The City of Vancouver’s Protection of Trees Bylaw states that you can “remove a tree from, or to relocate or replace a tree on, a site only if: (a) the location of the tree is within a building envelope defined or described under a development permit or building permit, and changing the siting of an accessory building within that envelope to allow retention of the tree is not possible; (b) a plumber, accredited under the Industry Training Authority Act of British Columbia, certifies that the roots of the tree are interfering with, blocking, or damaging a drainage or sewage system; (c) an arborist certifies that: (i) the tree is interfering with, or is in such close proximity to, utility wires as to be a danger, and (ii) topping or pruning the tree to avoid such interference, or lessening the proximity, would result in the tree being unlikely ever to regain its health or characteristic appearance; (d) an arborist certifies that the tree is causing damage to property, including damage to roofs, retaining walls and sidewalks, that standard arboriculture practices cannot rectify; (e) an arborist who is a tree risk assessor certified by the International Society of Arboriculture certifies that the tree is a hazardous tree; (f) an arborist certifies that damage to the tree has occurred to the extent that the tree is likely to suffer from disease or die prematurely; or (g) an arborist certifies that the tree is dying and is likely to be dead within six months or is dead.
OK if you didn’t read that (and I understand), we’d have to have the arborist come back in and say whether we fit any of these provisions. I would assume we fit the wire one, because unless we spend $750/year to have him continually prune that side of the tree it’s going to be in amongst the wires to our house.
Anyway, I just wish the tree had never been planted there. I would much prefer a fruit tree that wasn’t in the way. I don’t know if I should just get over it and keep working around it or actually go ahead and replace the tree. I would probably plant an Italian plum, to be able to have a second plum around for our Japanese Golden Plum so we could have some fruit off of it! Also, it could be planted about 10 feet north and still give some shade in the garden and to cool the house in the summer, without shading the whole veggie garden.

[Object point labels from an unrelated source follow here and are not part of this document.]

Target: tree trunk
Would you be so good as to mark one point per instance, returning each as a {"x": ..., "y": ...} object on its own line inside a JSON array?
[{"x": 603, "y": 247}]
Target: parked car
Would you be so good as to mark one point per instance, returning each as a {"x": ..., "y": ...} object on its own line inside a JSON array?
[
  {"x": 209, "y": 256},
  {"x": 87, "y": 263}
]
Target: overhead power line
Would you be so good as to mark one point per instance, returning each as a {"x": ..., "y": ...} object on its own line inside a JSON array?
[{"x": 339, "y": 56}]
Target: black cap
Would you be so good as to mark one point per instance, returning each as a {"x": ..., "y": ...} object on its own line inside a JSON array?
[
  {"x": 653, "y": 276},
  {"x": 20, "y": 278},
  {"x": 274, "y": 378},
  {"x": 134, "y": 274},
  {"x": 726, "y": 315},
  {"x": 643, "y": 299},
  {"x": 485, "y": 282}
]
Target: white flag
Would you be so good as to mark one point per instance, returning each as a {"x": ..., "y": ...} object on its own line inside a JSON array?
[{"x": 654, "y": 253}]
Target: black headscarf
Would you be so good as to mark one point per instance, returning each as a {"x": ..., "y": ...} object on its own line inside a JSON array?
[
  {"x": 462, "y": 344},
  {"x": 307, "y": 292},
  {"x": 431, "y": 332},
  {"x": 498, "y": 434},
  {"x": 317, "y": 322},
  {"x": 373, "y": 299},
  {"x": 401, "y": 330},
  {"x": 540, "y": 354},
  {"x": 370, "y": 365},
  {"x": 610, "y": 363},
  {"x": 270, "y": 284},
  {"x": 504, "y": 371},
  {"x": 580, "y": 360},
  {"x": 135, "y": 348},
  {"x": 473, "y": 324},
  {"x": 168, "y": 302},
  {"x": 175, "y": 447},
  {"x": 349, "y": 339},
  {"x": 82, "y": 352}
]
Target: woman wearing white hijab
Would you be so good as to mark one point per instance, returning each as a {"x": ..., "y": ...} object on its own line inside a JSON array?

so, here’s my handy-dandy table of tree:
Keep the Tree
Replace the Tree
|It’s wrong to kill a living organism||It’s dangerous for the tree to be in the wires|
|It shades the south end of the house keeping it cooler in the summer||The plum can shade a bit.We have a lot of openable windows and doors in the south and a healthy cross-breeze so it rarely gets too hot anyways. Also, it shades the deck area where we would like some sun|
|It helps manage water runoff||We put in a small gravel pit and we’re installing rain barrels etc to capture water more efficiently|
|It provides nesting areas for birds||The plum tree would provide the same, as well as flowers with pollen etc for birds AND bees|
|It’s got a long straight trunk that’s good for building a kids’ play structure around||That would be a bummer, because plum trees are NOT good for that. I think most Italian plums are clime-able though…|
|Free up space for vegetable garden|
|Less shade on vegetable garden|
Finally, here is a really awful picture of the tree that gives you an idea of its placement in the yard (taken from the kitchen door, without the deck). Putting a plum tree 10 feet closer to the house and off to one side should be entirely possible, no? Please inundate me with your thoughts on whether to keep or lose the tree. Also, if you know of ways to use the tree if I do cut it down, please tell me about that. All I know so far is around the benefits of wood ash (not sure if I will get away with an illegal bonfire post-felling).